In two experiments, pigeons were exposed to concurrent-chains schedules in which a single initial-link variable-interval schedule led to access to terminal links composed of fixed-interval or fixed-delay schedules. In Experiment 1, an 8-s (or 16-s) delay to reinforcement was associated with the standard key, while reinforcer delay values associated with the experimental key were varied from 4 to 32 s. The results of Experiment 1 showed undermatching of response ratios to delay ratios with terminal-link fixed-delay schedules, whereas in some pigeons matching or overmatching was evident with the fixed-interval schedules. In Experiment 2, one pair of reinforcer delay values, either 8 versus 16 s or 16 versus 32 s, was used.
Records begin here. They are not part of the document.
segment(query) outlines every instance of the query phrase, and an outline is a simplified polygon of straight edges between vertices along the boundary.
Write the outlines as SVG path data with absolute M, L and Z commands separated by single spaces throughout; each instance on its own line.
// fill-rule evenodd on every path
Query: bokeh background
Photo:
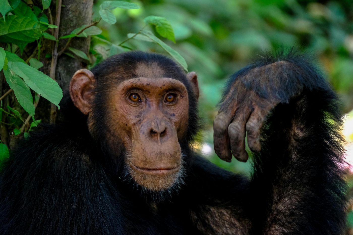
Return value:
M 95 1 L 94 18 L 102 0 Z M 137 32 L 146 17 L 166 17 L 174 31 L 176 43 L 160 37 L 186 60 L 189 71 L 198 75 L 201 89 L 200 115 L 204 128 L 195 147 L 210 161 L 234 172 L 249 176 L 251 161 L 221 160 L 213 146 L 212 121 L 217 113 L 225 79 L 266 50 L 293 46 L 313 53 L 317 63 L 340 96 L 347 114 L 343 133 L 353 141 L 353 1 L 312 0 L 131 0 L 142 7 L 112 11 L 117 22 L 101 22 L 99 37 L 116 44 Z M 148 26 L 154 30 L 153 27 Z M 156 34 L 158 35 L 158 34 Z M 130 48 L 166 54 L 157 45 L 133 39 Z M 93 38 L 92 52 L 105 59 L 110 45 Z M 352 110 L 352 111 L 351 111 Z M 347 144 L 347 161 L 353 164 L 353 144 Z M 353 168 L 347 167 L 347 181 L 353 186 Z M 351 189 L 349 195 L 353 195 Z M 352 197 L 350 196 L 350 197 Z M 353 200 L 352 201 L 353 202 Z M 348 206 L 347 233 L 353 234 L 353 204 Z

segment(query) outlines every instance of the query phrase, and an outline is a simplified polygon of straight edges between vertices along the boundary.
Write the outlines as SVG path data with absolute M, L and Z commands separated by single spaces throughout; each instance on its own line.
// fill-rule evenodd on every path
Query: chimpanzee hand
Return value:
M 299 94 L 303 85 L 297 75 L 300 70 L 282 61 L 238 73 L 213 122 L 215 151 L 220 158 L 230 162 L 232 153 L 239 161 L 246 161 L 246 131 L 250 149 L 260 151 L 260 129 L 266 116 L 278 103 L 288 103 Z

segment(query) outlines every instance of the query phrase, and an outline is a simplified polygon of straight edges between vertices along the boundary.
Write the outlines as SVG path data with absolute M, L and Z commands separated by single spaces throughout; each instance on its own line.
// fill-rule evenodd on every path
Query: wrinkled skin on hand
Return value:
M 291 79 L 285 72 L 286 67 L 293 71 L 294 66 L 280 61 L 235 78 L 213 122 L 215 151 L 221 159 L 230 162 L 233 153 L 239 161 L 247 161 L 246 132 L 251 151 L 261 150 L 260 130 L 266 117 L 277 104 L 288 103 L 302 89 L 298 81 Z M 290 89 L 293 92 L 289 97 L 281 95 Z

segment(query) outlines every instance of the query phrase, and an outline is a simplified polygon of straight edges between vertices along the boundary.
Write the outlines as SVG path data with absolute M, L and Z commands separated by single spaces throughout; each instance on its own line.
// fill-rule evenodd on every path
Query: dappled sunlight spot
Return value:
M 207 143 L 204 143 L 201 146 L 201 153 L 206 157 L 209 156 L 210 155 L 213 153 L 214 150 L 212 147 Z
M 345 117 L 342 133 L 348 143 L 345 146 L 345 157 L 351 172 L 353 173 L 353 110 Z
M 346 149 L 345 153 L 346 161 L 348 165 L 349 171 L 353 173 L 353 142 L 346 145 L 345 149 Z

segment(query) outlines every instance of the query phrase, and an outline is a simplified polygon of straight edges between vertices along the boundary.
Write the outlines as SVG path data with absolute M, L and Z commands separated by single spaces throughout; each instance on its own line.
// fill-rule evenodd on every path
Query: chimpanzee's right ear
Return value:
M 88 70 L 78 70 L 70 82 L 70 96 L 75 106 L 85 114 L 91 110 L 93 89 L 96 80 L 93 73 Z

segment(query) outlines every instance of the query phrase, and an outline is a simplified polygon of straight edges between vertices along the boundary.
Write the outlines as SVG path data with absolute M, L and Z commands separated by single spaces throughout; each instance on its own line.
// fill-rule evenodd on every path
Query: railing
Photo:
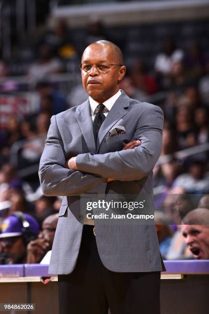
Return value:
M 157 162 L 156 165 L 162 165 L 163 164 L 166 164 L 166 163 L 170 163 L 175 159 L 184 159 L 190 156 L 204 152 L 208 150 L 208 143 L 201 144 L 200 145 L 197 145 L 194 147 L 186 148 L 185 149 L 177 151 L 172 154 L 161 156 L 160 157 L 158 162 Z
M 37 136 L 40 138 L 40 136 Z M 36 138 L 34 138 L 35 139 Z M 27 140 L 18 141 L 12 145 L 10 148 L 10 162 L 15 167 L 18 165 L 18 153 L 27 142 Z M 194 147 L 190 147 L 186 149 L 177 151 L 173 154 L 161 156 L 156 163 L 157 165 L 162 165 L 170 163 L 175 159 L 184 159 L 190 156 L 209 151 L 209 143 L 205 143 L 200 145 L 197 145 Z M 31 166 L 26 167 L 18 170 L 18 175 L 24 178 L 30 174 L 33 174 L 38 171 L 38 164 L 35 164 Z

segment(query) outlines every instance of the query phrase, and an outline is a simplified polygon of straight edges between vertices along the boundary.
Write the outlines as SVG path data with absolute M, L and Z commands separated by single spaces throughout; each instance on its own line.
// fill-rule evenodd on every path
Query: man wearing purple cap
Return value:
M 3 221 L 1 228 L 0 264 L 26 263 L 26 246 L 38 235 L 38 222 L 28 214 L 16 211 Z

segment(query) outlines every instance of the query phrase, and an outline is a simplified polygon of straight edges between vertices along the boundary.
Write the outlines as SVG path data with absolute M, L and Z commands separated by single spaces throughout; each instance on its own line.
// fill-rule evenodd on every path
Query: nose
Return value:
M 98 69 L 96 67 L 96 66 L 94 65 L 93 65 L 91 69 L 90 70 L 90 71 L 89 71 L 89 74 L 90 75 L 91 75 L 92 76 L 94 76 L 96 75 L 99 75 L 99 71 L 98 71 Z
M 191 245 L 194 242 L 193 237 L 188 234 L 185 239 L 185 241 L 187 245 Z

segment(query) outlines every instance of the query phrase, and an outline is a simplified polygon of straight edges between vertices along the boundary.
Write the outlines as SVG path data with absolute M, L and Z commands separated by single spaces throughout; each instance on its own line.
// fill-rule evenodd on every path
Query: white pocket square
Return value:
M 119 134 L 126 134 L 125 128 L 122 125 L 118 125 L 108 132 L 108 136 L 114 136 Z

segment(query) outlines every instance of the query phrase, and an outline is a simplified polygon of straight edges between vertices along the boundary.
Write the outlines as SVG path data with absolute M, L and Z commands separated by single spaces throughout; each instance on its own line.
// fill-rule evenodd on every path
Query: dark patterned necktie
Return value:
M 94 123 L 93 124 L 93 128 L 94 130 L 94 135 L 95 141 L 98 135 L 99 129 L 101 125 L 102 124 L 106 116 L 102 111 L 105 107 L 104 105 L 100 104 L 98 106 L 98 110 L 95 116 L 94 117 Z

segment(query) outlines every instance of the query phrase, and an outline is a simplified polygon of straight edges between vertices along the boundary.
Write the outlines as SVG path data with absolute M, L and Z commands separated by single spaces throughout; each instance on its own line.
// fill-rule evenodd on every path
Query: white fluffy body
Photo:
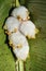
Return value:
M 11 15 L 13 15 L 15 17 L 20 16 L 22 20 L 26 20 L 27 16 L 29 15 L 29 13 L 28 13 L 28 9 L 27 8 L 19 7 L 19 8 L 15 8 L 12 11 L 12 14 Z
M 22 46 L 21 48 L 15 48 L 13 51 L 18 59 L 26 60 L 29 55 L 29 46 L 26 45 Z
M 19 32 L 13 33 L 9 35 L 9 39 L 15 46 L 13 50 L 18 59 L 26 60 L 29 54 L 29 45 L 26 37 Z M 17 48 L 17 45 L 21 44 L 21 48 Z
M 13 32 L 15 28 L 18 29 L 19 24 L 20 22 L 13 16 L 7 17 L 7 20 L 5 21 L 5 26 L 9 32 Z
M 35 35 L 35 25 L 31 21 L 22 22 L 22 24 L 20 26 L 20 32 L 25 36 L 29 35 L 30 37 L 34 37 L 34 35 Z
M 15 47 L 17 47 L 17 45 L 19 44 L 21 45 L 28 44 L 26 37 L 20 32 L 16 32 L 9 35 L 9 40 L 11 40 Z

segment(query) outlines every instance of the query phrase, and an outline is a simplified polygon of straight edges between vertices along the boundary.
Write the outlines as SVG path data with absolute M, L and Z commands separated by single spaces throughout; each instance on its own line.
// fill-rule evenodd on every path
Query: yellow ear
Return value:
M 16 33 L 17 31 L 18 31 L 17 28 L 14 29 L 15 33 Z
M 6 29 L 6 28 L 7 28 L 6 25 L 4 25 L 4 26 L 3 26 L 3 29 Z
M 26 37 L 28 37 L 29 39 L 31 38 L 30 35 L 27 35 Z
M 37 34 L 40 31 L 37 28 L 35 28 L 35 34 Z
M 21 47 L 22 47 L 22 45 L 21 45 L 21 44 L 18 44 L 18 45 L 17 45 L 17 48 L 21 48 Z

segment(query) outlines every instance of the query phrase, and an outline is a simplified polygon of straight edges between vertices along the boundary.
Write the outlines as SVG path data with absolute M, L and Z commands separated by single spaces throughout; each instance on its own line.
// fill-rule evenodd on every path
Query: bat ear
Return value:
M 35 28 L 35 34 L 37 34 L 40 31 L 37 28 Z
M 4 25 L 4 26 L 3 26 L 3 29 L 6 29 L 6 28 L 7 28 L 6 25 Z

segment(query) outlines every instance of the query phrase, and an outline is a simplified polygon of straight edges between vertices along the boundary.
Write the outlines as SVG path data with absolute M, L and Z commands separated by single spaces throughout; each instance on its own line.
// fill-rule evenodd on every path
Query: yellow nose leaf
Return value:
M 35 38 L 35 35 L 34 35 L 34 36 L 32 36 L 31 38 L 33 38 L 33 39 L 34 39 L 34 38 Z
M 31 37 L 30 37 L 30 35 L 27 35 L 27 37 L 30 39 Z
M 37 28 L 35 28 L 35 34 L 37 34 L 40 31 Z
M 21 44 L 18 44 L 18 45 L 17 45 L 17 48 L 21 48 L 21 47 L 22 47 L 22 45 L 21 45 Z
M 18 31 L 17 28 L 14 29 L 15 33 L 16 33 L 17 31 Z
M 7 28 L 6 25 L 4 25 L 4 26 L 3 26 L 3 29 L 6 29 L 6 28 Z

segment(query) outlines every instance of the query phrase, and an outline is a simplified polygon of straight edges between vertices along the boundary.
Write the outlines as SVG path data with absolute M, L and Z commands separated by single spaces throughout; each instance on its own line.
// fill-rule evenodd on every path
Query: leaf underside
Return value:
M 26 60 L 26 71 L 46 71 L 46 0 L 19 0 L 30 11 L 30 17 L 40 29 L 35 39 L 28 39 L 30 58 Z M 0 0 L 0 71 L 15 71 L 15 58 L 5 44 L 2 28 L 5 17 L 15 0 Z

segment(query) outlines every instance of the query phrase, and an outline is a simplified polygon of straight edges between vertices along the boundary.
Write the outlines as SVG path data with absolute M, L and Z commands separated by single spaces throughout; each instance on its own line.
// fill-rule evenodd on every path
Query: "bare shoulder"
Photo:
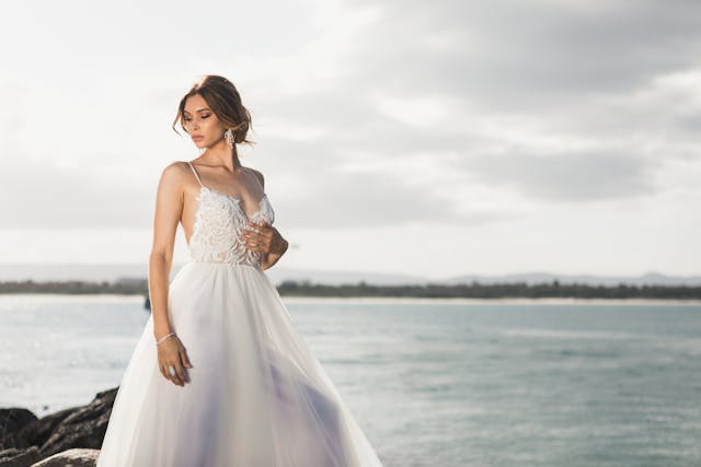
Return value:
M 174 161 L 163 167 L 159 180 L 159 190 L 164 190 L 171 196 L 177 194 L 182 197 L 184 187 L 187 185 L 189 167 L 185 161 Z
M 261 182 L 261 186 L 265 188 L 265 177 L 263 177 L 263 174 L 256 171 L 255 168 L 251 168 L 251 167 L 249 167 L 249 171 L 253 172 L 253 175 L 255 175 L 258 182 Z
M 169 182 L 183 182 L 187 174 L 189 173 L 189 167 L 187 162 L 185 161 L 174 161 L 168 164 L 163 172 L 161 173 L 161 179 L 168 179 Z

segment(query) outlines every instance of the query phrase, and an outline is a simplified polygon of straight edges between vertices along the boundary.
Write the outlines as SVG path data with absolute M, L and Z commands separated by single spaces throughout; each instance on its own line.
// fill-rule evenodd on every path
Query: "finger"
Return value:
M 193 364 L 189 363 L 189 359 L 187 358 L 187 351 L 185 351 L 185 348 L 182 348 L 180 350 L 180 358 L 181 358 L 181 361 L 183 362 L 183 366 L 187 366 L 188 369 L 193 367 Z
M 185 371 L 183 370 L 183 365 L 180 361 L 175 364 L 175 374 L 177 374 L 177 378 L 180 380 L 181 385 L 185 384 Z
M 173 384 L 175 384 L 175 385 L 177 385 L 177 386 L 182 386 L 182 385 L 183 385 L 183 382 L 182 382 L 182 380 L 181 380 L 181 377 L 180 377 L 180 372 L 179 372 L 179 369 L 177 369 L 177 366 L 179 366 L 179 365 L 177 365 L 176 363 L 171 363 L 171 366 L 174 366 L 174 367 L 175 367 L 175 374 L 173 375 L 173 374 L 171 373 L 170 367 L 169 367 L 169 369 L 168 369 L 168 374 L 169 374 L 169 376 L 170 376 L 170 380 L 173 382 Z
M 185 358 L 182 353 L 179 354 L 180 355 L 180 369 L 182 372 L 182 380 L 183 382 L 187 383 L 189 382 L 189 373 L 187 372 L 187 370 L 185 369 Z

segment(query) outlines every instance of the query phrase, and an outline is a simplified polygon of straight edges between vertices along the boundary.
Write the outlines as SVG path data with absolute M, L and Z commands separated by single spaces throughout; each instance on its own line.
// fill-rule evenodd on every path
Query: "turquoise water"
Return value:
M 285 302 L 388 467 L 701 465 L 699 305 Z M 141 303 L 0 296 L 0 407 L 116 386 Z

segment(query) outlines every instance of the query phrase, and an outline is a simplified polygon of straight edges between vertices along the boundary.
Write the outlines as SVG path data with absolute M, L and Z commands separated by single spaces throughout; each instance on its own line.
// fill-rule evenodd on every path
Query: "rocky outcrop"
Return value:
M 117 390 L 115 387 L 97 393 L 87 406 L 41 419 L 23 408 L 0 409 L 0 467 L 94 465 L 94 459 L 90 459 L 92 456 L 96 459 L 93 451 L 99 453 L 102 446 Z M 39 463 L 58 453 L 72 457 L 64 460 L 55 457 L 54 464 Z M 74 460 L 65 462 L 69 458 Z
M 54 454 L 32 467 L 95 467 L 100 450 L 68 450 Z

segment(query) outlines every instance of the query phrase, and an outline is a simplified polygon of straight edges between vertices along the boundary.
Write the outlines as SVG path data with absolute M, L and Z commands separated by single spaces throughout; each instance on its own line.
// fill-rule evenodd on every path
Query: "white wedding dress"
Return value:
M 189 163 L 188 163 L 189 164 Z M 122 378 L 97 467 L 375 467 L 381 463 L 294 328 L 277 289 L 244 247 L 248 220 L 274 222 L 202 184 L 191 260 L 168 314 L 192 369 L 176 386 L 158 367 L 153 318 Z

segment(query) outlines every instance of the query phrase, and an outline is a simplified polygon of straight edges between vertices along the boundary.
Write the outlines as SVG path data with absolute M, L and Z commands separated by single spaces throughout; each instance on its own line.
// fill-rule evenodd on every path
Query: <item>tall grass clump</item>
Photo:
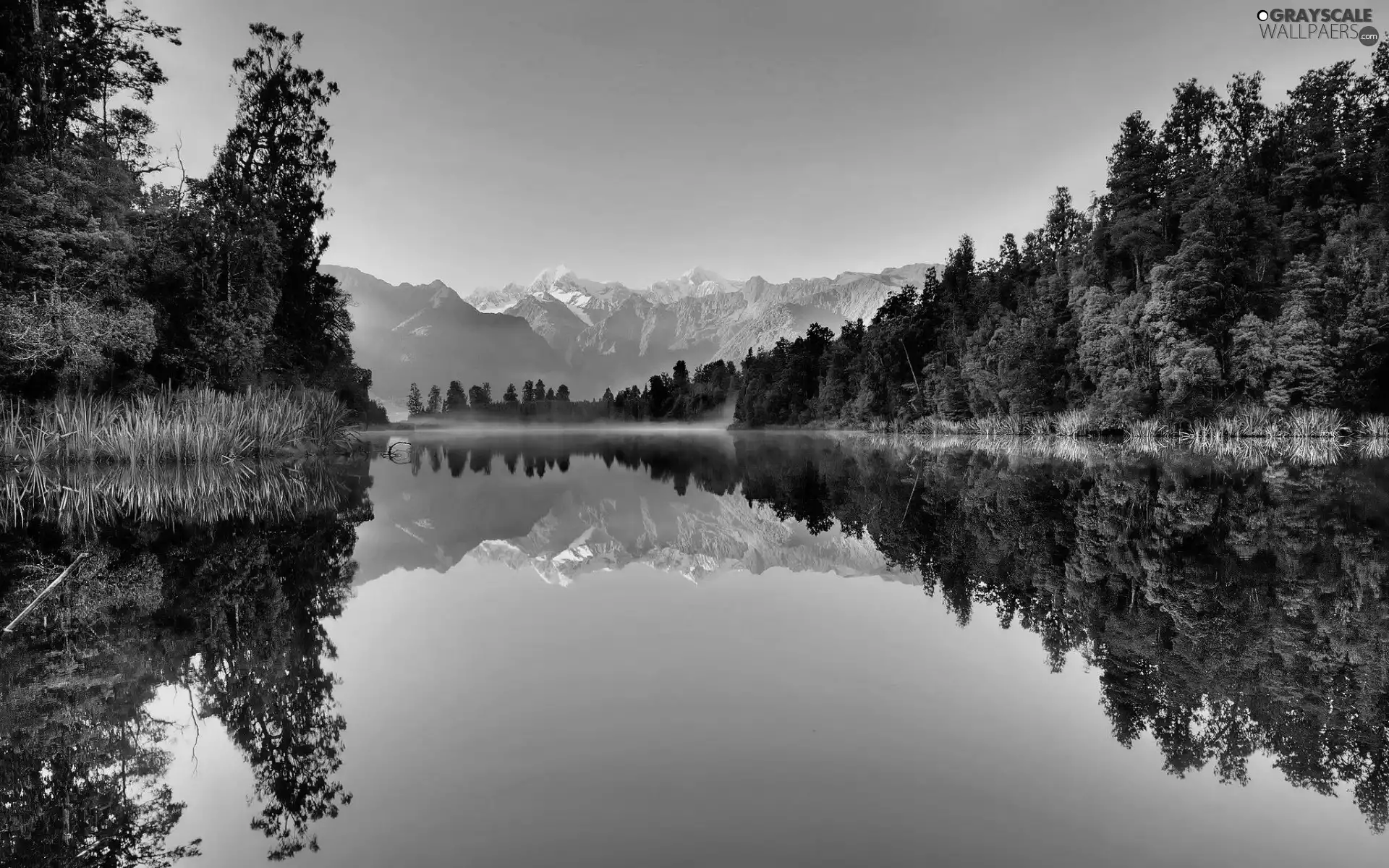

In the first condition of Experiment 2, different delays were associated with different keylight stimuli (cued condition). In the second condition, different terminal-link delays were associated with the same stimulus, either a blackout (uncued-blackout condition) or a white key (uncued-white condition). To examine the role of responses emitted during delays, the keys were retracted during a delay (key-absent condition) in the third condition and responses were required by a fixed-interval schedule in the fourth condition. Experiment 2 demonstrated that the choice proportions for the shorter delay were more extreme in the cued condition than in the uncued-blackout condition, and that the response requirement imposed by the fixed-interval schedules did not affect choice of the shorter delay, nor did the key-absent and key-present conditions. These results indicate that the keylight-stimulus conditions affected preference for the shorter of two delays and that the findings obtained in Experiment 1 depended mainly on the keylight-stimulus conditions of the terminal links (i.e., the conditioned reinforcing value of the terminal-link stimuli).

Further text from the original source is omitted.